Tour de France: Schlaf der Gerechten?

Der Weltradsportverband will Dopingkontrollen auch nachts, das ist in Frankreich aber nicht erlaubt. Jetzt soll die Polizei helfen.

Rennfahrer Tony Martin

Wird er bald auch nachts geweckt? Tony Martin. Foto: AP

ARRAS taz | Bislang konnten Doper ruhig schlafen. Zwischen elf Uhr abends und sechs Uhr morgens mussten sie nicht befürchten, dass ein Dopingkontrolleur bei ihnen vorstellig wurde. Auf zahlreiche Antidopingexperten wirkte dies wie ein Freibrief zum Mikrodosendoping.

Der Kölner Antidopingexperte Wilhelm Schänzer, dessen Labor zu den bestausgestatteten gehört und der mit dem dortigen Equipment „die Mikrodosierung von Epo auch nach Tagen noch für nachweisbar“ hält, befürwortet daher Nachtkontrollen als „Mittel der Abschreckung“. Die Reformkommission der UCI empfahl dem Weltradsportverband, Nachtkontrollen vorzunehmen.

Bei den Radprofis und ihren Betreuern stieß dieser Vorschlag auf unterschiedliche Resonanz. Adriano Malori, italienischer Zeitfahrmeister und Teamgefährte des Tourmitfavoriten Nairo Quintana, lehnte ein solches Ansinnen strikt ab: „Wir stehen schon von sechs Uhr morgens bis elf Uhr abends zur Verfügung. Ich denke nicht, dass es gerecht ist, dann auch noch um drei Uhr morgens geweckt zu werden. Es muss ein Gleichgewicht zwischen Kontrollen, so richtig sie sind, und dem Respekt vor der Arbeit geben. Und wenn ich mir erlauben würde, diese Frage an einen Fußballprofi zu richten, so weiß ich nicht, was er mir antworten würde.“

Der Niederländer Tom Dumoulin, bis zu seinem verletzungsbedingten Ausscheiden auf der dritten Etappe Gesamtdritter dieser Tour, begrüßte indessen ausdrücklich die Nachtkontrollen: „Es ist zwar eine harte Sache. Es würde auch nicht meine Freundin glücklich machen. Aber wenn es das Leben für Doper härter macht und für mich bedeutet, dass ich eine größere Chance auf einen Sieg habe, dann ist es das wert“, meinte der Giant-Profi.
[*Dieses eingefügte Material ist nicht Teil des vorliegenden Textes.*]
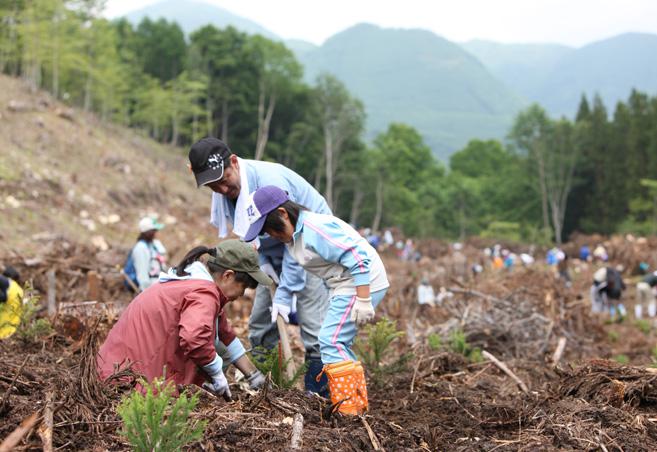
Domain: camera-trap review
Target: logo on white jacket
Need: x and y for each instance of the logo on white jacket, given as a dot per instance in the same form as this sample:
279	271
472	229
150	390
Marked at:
252	212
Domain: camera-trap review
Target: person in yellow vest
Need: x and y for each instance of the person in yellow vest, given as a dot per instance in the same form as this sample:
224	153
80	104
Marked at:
11	302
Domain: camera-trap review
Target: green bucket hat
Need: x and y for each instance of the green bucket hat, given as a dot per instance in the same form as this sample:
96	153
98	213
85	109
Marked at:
240	257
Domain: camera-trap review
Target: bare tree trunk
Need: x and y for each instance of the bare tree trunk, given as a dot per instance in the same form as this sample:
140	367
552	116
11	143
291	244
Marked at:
328	162
542	185
355	206
209	127
318	175
462	229
379	204
174	120
194	126
87	92
55	58
264	120
225	116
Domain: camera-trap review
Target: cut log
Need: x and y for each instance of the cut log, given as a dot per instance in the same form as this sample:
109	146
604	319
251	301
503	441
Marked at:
297	432
45	429
93	286
561	346
52	293
373	439
19	432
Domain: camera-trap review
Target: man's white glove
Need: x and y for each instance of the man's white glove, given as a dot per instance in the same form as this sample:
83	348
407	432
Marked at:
362	311
268	269
256	380
282	309
219	384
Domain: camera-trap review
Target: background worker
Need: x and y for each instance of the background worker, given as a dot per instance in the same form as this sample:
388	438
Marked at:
148	257
645	296
352	269
174	328
232	180
606	292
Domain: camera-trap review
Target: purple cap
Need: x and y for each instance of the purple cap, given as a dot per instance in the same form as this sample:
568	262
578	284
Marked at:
262	201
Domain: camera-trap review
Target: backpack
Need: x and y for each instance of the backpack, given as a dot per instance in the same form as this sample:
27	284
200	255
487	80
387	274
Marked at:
131	272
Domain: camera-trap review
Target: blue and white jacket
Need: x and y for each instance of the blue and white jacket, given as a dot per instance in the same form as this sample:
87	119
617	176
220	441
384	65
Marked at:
329	248
259	174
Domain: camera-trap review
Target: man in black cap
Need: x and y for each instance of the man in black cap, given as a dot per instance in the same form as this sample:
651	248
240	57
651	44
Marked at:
232	180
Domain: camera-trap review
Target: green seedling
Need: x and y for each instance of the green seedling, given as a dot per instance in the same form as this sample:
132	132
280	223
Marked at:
157	420
32	328
435	341
643	325
271	362
374	351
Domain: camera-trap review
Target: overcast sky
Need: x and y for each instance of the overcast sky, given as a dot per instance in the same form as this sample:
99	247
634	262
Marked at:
572	22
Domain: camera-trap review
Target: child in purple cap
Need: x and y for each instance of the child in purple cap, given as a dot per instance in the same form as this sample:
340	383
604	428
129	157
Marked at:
328	247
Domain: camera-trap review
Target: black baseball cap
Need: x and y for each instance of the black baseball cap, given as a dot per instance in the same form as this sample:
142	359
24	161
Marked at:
208	158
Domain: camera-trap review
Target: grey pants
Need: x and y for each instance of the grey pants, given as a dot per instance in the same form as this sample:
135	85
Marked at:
312	304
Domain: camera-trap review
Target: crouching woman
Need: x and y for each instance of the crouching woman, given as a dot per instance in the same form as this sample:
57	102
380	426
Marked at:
329	248
174	328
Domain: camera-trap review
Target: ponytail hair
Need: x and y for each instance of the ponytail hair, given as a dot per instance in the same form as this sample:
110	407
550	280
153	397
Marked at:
192	256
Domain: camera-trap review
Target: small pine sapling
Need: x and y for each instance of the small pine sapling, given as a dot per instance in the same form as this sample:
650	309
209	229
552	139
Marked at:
458	343
271	362
32	328
435	341
373	351
158	420
643	325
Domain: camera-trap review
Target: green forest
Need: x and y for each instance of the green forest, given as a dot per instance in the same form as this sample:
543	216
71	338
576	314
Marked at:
596	173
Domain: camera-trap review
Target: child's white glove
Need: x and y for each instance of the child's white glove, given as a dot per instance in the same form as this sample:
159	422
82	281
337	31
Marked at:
219	384
282	309
363	311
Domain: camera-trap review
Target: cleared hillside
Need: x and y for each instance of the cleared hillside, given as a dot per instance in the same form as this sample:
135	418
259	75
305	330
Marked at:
64	175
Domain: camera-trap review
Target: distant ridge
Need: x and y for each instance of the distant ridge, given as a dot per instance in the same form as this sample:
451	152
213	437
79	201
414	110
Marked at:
192	15
419	78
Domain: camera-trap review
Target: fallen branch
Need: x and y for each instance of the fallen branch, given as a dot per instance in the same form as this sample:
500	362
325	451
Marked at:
373	439
417	366
561	346
5	399
17	435
46	427
506	370
297	432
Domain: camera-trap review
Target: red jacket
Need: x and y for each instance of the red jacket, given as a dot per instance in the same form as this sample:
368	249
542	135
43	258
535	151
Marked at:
172	325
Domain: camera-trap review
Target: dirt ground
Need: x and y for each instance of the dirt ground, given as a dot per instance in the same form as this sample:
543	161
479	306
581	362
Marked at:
441	401
71	192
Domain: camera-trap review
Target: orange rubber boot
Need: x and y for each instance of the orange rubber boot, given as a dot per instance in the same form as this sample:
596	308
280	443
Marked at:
347	385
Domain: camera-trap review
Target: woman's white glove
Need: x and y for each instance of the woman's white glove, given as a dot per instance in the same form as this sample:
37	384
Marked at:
362	312
256	380
280	309
219	384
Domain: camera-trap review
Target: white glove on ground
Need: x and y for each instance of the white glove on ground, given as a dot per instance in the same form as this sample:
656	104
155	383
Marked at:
268	269
256	380
219	384
282	309
362	311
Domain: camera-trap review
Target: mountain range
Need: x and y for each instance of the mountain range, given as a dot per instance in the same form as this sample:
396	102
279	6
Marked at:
451	92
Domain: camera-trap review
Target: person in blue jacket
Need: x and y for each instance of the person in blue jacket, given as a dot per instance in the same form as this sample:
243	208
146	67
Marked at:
332	250
232	180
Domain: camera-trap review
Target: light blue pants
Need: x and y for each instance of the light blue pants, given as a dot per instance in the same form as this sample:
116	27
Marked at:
338	331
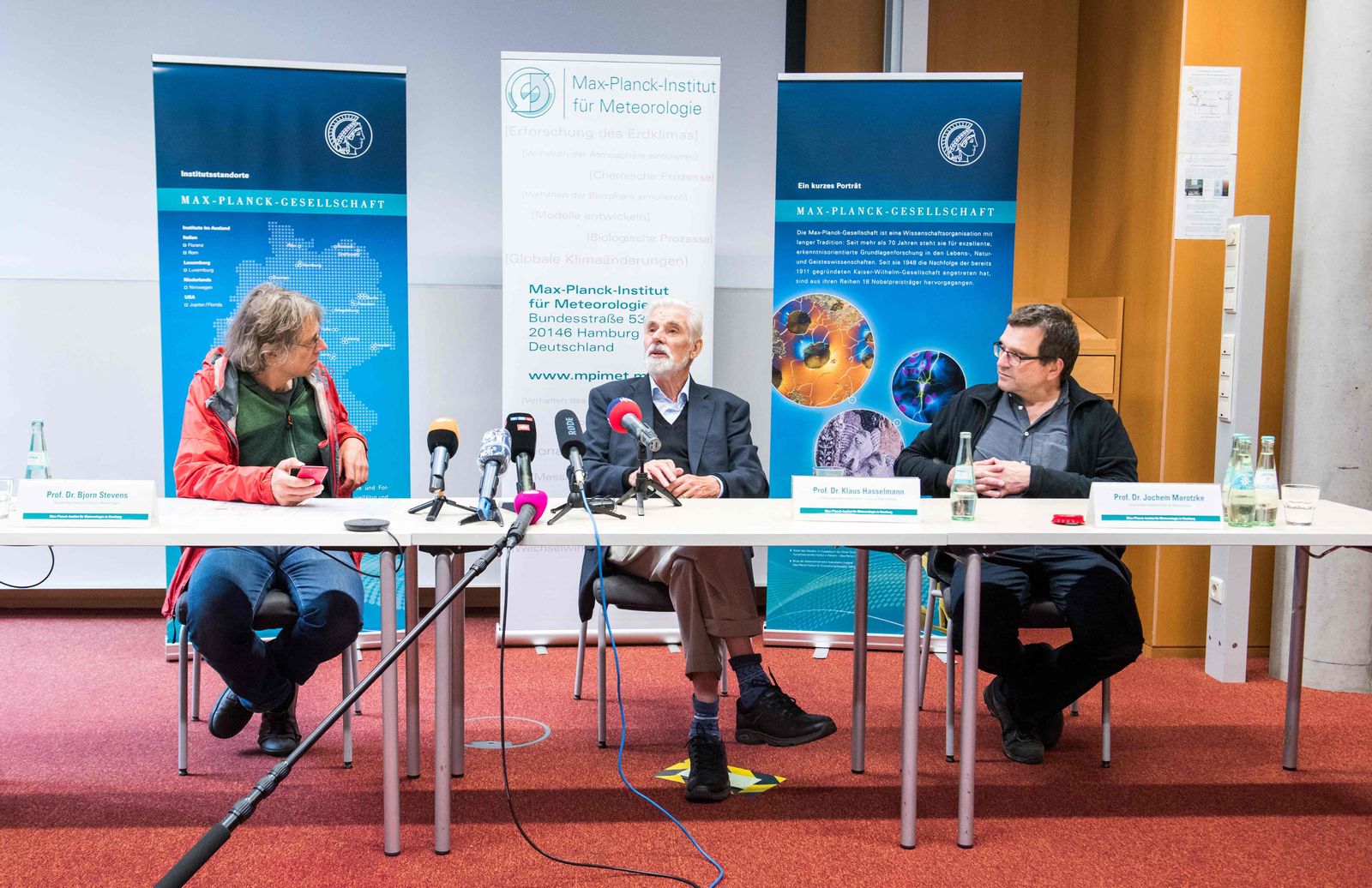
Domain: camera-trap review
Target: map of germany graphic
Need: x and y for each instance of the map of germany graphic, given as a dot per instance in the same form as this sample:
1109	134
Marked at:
345	279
Dave Brailsford, Manager des Sky-Rennsportteams, nahm eine nachdenkliche Position ein. „Wie weit wollen wir gehen? Sollen wir Nein sagen oder alles tun für einen sauberen Sport?“, fragte der Brite bei der Pressekonferenz vor der Tour. Er warnte, dass zu häufige Nachtkontrollen den Wettkampf beeinflussen könnten. „Bereits jetzt sorgt mich, dass die großen Rundfahrten stärker durch Schlafdefizite als durch die beste Vorbereitung entschieden werden können.“ Letztlich stimmte er fatalistisch den späten Kontrollen zu.

Nachtkontrollen in Frankreich nicht zulässig

Brailsfords Beunruhigung ausgelöst hatte UCI-Präsident Brian Cookson, ein Meister in der Disziplin des Ankündigens, der von Nachtkontrollen während der Tour de France ausging. Die Gesetzeslage deckt diese aber nicht in allen Ländern.

Auf Nachfrage erklärte ein Sprecher der Antidopingstiftung der UCI (CADF): „Nachtkontrollen sind eine der Strategien der CADF, die auch vom Wada- Code in Fällen gedeckt sind, in denen wir über spezifische Informationen verfügen. Wir können das aber nicht in Ländern durchführen, in denen dies die Gesetzeslage nicht zulässt.“ Zu diesen Ländern gehört nach Auskunft der CADF auch Frankreich. Ein sinnvolles Mittel im Antidopingkampf kann ausgerechnet im Gastgeberland des wichtigsten Rennens nicht eingesetzt werden.

Einen kleinen Ausweg gibt es aber doch. Bruno Genevois, Präsident der französischen Antidopingagentur AFLD, die mit der CADF die Dopingkontrollen bei der Tour vornimmt, will in einzelnen Fällen die Polizei um Hilfe bitten. „Nachtkontrollen sind gegenwärtig gesetzlich nicht erlaubt. Aber man sollte nicht dogmatisch sein. Es gibt ja nicht nur Tests. Wir können mit der Gendarmerie zusammenarbeiten und dem Zoll, wenn wir Informationen über verdächtiges Tun haben“, erzählte Genevois der Nachrichtenagentur AFP. Zumindest ein wenig Abschreckung bleibt also erhalten.